Sql*plus:release 12.2.0.0.2 Beta on Mon Nov 7 01:50:25 2016
Copyright (c) 1982, 2015, Oracle. All rights reserved.
Connected to:
Oracle Database 12c Enterprise Edition release 12.2.0.0.2-64bit Beta
With the partitioning, OLAP, Advanced Analytics and real application testing options
sql> grant ALTER DATABASE link to App_schema;
Grant succeeded.
Sql>
--On the SH2
[Oracle12c@sdb3 ~]$ Sqlplus "/As SYSDBA"
Sql*plus:release 12.2.0.0.2 Beta on Mon Nov 7 01:51:13 2016
Copyright (c) 1982, 2015, Oracle.
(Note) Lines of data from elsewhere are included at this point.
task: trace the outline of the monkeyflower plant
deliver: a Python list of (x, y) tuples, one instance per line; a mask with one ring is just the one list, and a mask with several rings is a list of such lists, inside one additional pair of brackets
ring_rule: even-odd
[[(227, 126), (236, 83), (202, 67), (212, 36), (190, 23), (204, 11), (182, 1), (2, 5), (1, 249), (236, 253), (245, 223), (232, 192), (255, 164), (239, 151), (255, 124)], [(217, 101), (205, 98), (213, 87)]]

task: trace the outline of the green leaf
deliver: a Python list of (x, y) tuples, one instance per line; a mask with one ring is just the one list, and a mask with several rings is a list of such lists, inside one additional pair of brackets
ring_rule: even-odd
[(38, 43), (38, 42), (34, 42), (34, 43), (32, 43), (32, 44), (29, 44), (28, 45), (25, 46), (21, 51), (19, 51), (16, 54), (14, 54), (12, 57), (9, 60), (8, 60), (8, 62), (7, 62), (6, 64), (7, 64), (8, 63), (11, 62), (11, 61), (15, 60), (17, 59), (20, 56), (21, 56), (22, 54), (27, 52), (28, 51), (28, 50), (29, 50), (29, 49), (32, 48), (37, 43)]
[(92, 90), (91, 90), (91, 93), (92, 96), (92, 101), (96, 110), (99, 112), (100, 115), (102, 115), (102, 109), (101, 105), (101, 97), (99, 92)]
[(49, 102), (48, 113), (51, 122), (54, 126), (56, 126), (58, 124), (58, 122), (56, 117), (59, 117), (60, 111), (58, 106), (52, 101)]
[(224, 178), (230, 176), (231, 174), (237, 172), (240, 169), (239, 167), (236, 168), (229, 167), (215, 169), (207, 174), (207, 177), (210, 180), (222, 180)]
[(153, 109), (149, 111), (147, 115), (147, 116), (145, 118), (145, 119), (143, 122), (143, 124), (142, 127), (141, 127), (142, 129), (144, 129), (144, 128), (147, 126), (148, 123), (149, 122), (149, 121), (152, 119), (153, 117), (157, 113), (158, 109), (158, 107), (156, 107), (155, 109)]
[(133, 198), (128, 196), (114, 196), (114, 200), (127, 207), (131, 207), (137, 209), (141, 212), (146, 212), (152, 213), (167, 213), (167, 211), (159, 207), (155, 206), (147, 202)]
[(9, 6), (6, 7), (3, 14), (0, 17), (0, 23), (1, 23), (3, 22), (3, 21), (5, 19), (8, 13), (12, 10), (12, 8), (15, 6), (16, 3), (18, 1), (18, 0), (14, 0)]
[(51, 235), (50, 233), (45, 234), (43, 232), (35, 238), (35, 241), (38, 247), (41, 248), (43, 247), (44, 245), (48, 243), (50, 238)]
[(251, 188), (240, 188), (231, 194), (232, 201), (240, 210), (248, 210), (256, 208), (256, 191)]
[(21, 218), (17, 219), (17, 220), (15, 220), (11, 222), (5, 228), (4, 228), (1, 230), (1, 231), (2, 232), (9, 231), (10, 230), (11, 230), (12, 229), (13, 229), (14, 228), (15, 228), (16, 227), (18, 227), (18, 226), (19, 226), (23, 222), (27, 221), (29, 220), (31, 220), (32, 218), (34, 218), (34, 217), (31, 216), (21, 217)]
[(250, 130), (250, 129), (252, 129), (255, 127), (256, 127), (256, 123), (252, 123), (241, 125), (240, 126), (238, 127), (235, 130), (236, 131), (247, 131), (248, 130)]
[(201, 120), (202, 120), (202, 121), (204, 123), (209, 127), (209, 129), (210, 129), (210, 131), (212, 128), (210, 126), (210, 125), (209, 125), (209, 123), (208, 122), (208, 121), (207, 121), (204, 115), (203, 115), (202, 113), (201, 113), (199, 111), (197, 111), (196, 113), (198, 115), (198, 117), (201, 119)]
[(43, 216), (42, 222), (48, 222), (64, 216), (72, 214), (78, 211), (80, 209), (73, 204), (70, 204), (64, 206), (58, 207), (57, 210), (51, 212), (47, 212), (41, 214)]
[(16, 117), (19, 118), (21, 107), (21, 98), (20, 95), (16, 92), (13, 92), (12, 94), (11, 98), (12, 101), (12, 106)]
All rights reserved.
Connected to:
Oracle Database 12c Enterprise Edition release 12.2.0.0.2-64bit Beta
With the partitioning, OLAP, Advanced Analytics and real application testing options
sql> grant ALTER DATABASE link to App_schema;
Grant succeeded.
Sql>
--On the Shardcat, gsm_env:
Gdsctl>config Shard
Name Shard Group Status State Region Availability
---- ----------- ------ ----- ------ ------------
SH1 primary_shardgroup Ok DDL error Region1 ONLINE
SH2 primary_shardgroup Ok DDL error Region1 ONLINE
Gdsctl>
Gdsctl>recover Shard-shard SH1
Gdsctl>
Gdsctl>recover Shard-shard SH2
Gdsctl>
Gdsctl>config Shard
Name Shard Group Status State Region Availability
---- ----------- ------ ----- ------ ------------
SH1 primary_shardgroup Ok deployed Region1 ONLINE
SH2 primary_shardgroup Ok deployed Region1 ONLINE
Gdsctl>
You can see that, on the basis of fixing the problem, after running recover Shard-shard, you are back to normal.
Note that, if the root cause did not find, do not know is the database link permissions problem, only run recover shard is ineffective.